In The Power of Pull, authors John Hagel III, John Seely Brown and Lang Davison observe that “information now flows like water and we must learn how to tap into its stream” It is a wonderful metaphor in many ways. Depending on your perspective information is either “abundant” and we lack appropriate filters (nod to Clay Shirky) or information is simply overwhelming. From either perspective there is a lot of it. At the same time the potential business value relevant, timely and contextual information has never been greater. That is the challenge for today’s enterprise: how do you transform the information that is threatening to overwhelm you and make it an asset that powers innovation, competitiveness and productivity? We call this the information value-gap. Closing the value-gap requires new strategies and new tools.
At Attensa we are focused primarily on professional information and content – that is the information and content that drives better business results through innovation, faster more confident business decisions. Historically this type of information was aggregated by large providers (often called premium content providers), indexed topically and delivered through subscription products targeted at specific vertical markets via dedicated interfaces. Increasingly organizations are seeking to augment their high-value premium content sources with content published directly to the Web or created inside the organization through wikis, social business applications, intranets, blogs, micro blogs etc.
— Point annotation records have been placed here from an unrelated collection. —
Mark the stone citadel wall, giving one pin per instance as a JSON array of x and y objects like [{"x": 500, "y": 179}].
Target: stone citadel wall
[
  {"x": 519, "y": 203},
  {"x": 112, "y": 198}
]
The business consequences of harnessing this new paradigm are substantial. In many of our conversations with customers we use the analogy of “plumbing” to describe the requirement of flexible pipes between information sources and delivery locations. With the right plumbing in place information flows more fluidly and reliably from source to desired destination. To make this work effectively information delivery is uncoupled from the source. Multiple sources can combined into topical channels based on the organizations needs rather than the ontologies of the publishers themselves. This requires a centralized point of aggregation and tools filter, organize and deliver topical channels.
For the people receiving information and current awareness updates the benefits of this approach are immediate. Instead of having to sort through multiple, disparate updates provided by separate publishers they can have relevant information from different sources delivered around the specific topics they need.
For information management professionals and special librarians benefits are equally compelling. Using knowledge of the available information and the needs of their business audience they can create targeted steams of information that can be easily consumed.
Addressing the plumbing problem is a key strategy for closing the information value-gap.